Фёдор молча проводил взглядом Вяземского, покуда тот гневно поднялся по лестнице. Басманов усмехнулся, откинувшись на спинку кресла, да сразу отстранился, досадливо простонав.

* * *

Фёдор едва мог улечься – раны разнылись много сильнее, нежели накануне. Юноша старался предаться сну, но пытки давали о себе знать. Порой Фёдор чувствовал себя придавленным, будто каменной плитой. Он подскочил в кровати, скидывая одеяло. Резкие движения вновь открыли раны, и кровь просочилась прямо на перину. Фёдор вспоминал те страшные мгновения отчаяния и беспомощности, которые он испытал, распластавшись на столе под градом жестоких ударов, но вместе с тем в его сердце горела страстная гордость. Разум наполнялся пьянящим ощущением, и отчего-то до того радостным, что пришлось юноше зажать рот свой рукой, чтобы не предаться смеху. До утра Фёдор уж не смыкал глаз, тем паче что со дня на день – Бог пошлёт, так и вовсе завтра – в Новгород прибудет государь.

К полудню Вяземский и Фёдор сидели внизу. Свет мягко лился в палату. Афанасий не мог брать ни куска в рот, снедаемый тревогой, как бы он того ни старался скрывать.

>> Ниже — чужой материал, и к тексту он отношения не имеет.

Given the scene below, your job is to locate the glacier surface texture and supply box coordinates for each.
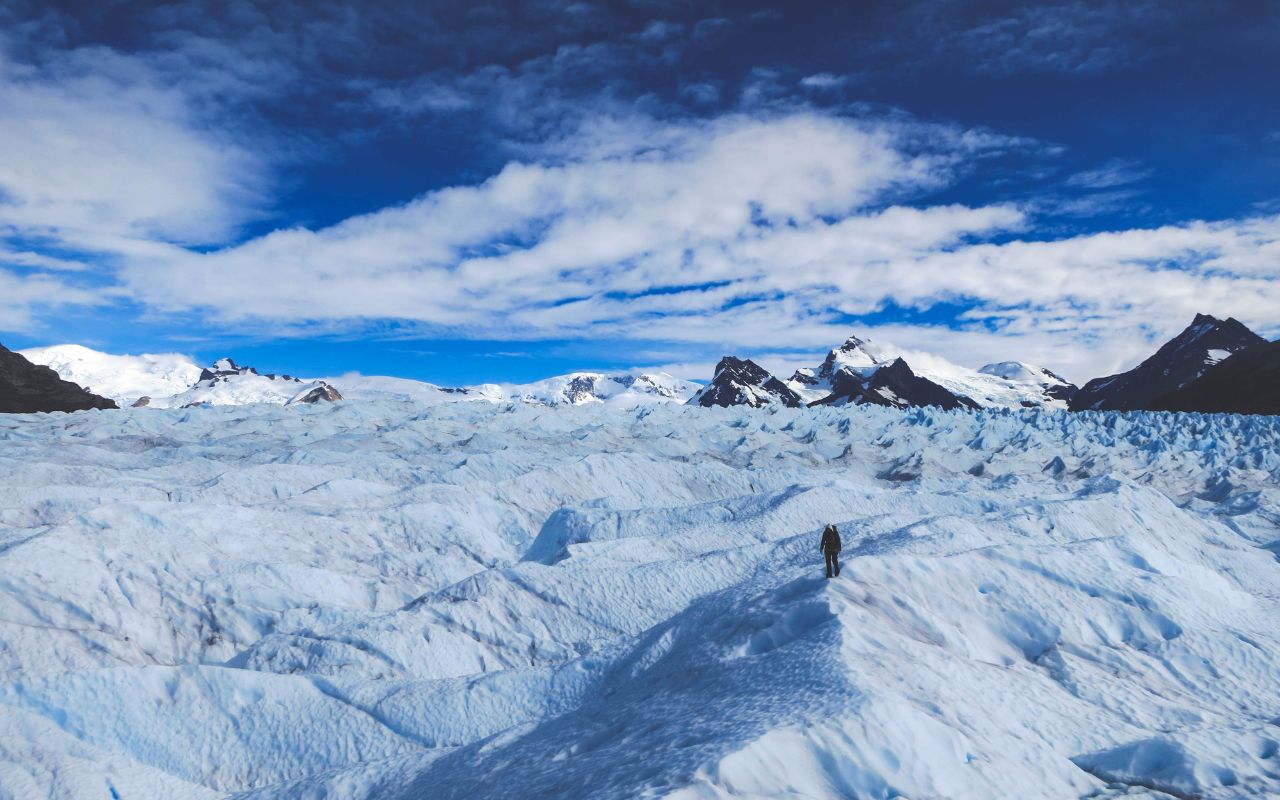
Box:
[0,401,1280,800]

– Полно же тебе тревожиться, Афонь! – молвил Фёдор, устав уж от метаний Вяземского.

– Тебе-то легко говорить, басманский ублюдок! – огрызнулся Вяземский. – Всё на мне, и всё впустую!

Басманов поджал губы да лукаво улыбнулся. С его уст сорвалась короткая усмешка. Вяземский замер, поглядев на юношу.

– Чего потешаешься, поделись-ка! – Афанасий ударил по столу.

– А ежели я чего разведал у Луговского? – спросил Фёдор, вскинув бровь.

– Врёшь, – молвил Вяземский, чуть помедлив.

Басманов пожал плечами, усмехнувшись. Вяземский схватил Фёдора за шиворот, вдарив в стену. Юноша шикнул от боли да зажмурился, но улыбка не сходила с его уст.

– Чего ты разведал?! – сквозь зубы процедил Вяземский.

– Руки, Афонь, – пригрозил Басманов, не повышая тона, но голос его будто бы сделался ядовитым.

Вяземский отпрянул от Фёдора, не скрывая презрения на своём лице.

– Выкладывай, – приказал Вяземский.

Басманов помотал головой да взмахнул рукой.

– Такие вести пущай несёт тот, кто и шкурой своей подставлялся, – молвил Фёдор, прохаживаясь по зале.

Вяземский хмуро вздохнул, потерев переносицу, как вдруг резкая мысль пронзила его разум.

– Федя… – протянул Афанасий, поднимая взгляд на юношу.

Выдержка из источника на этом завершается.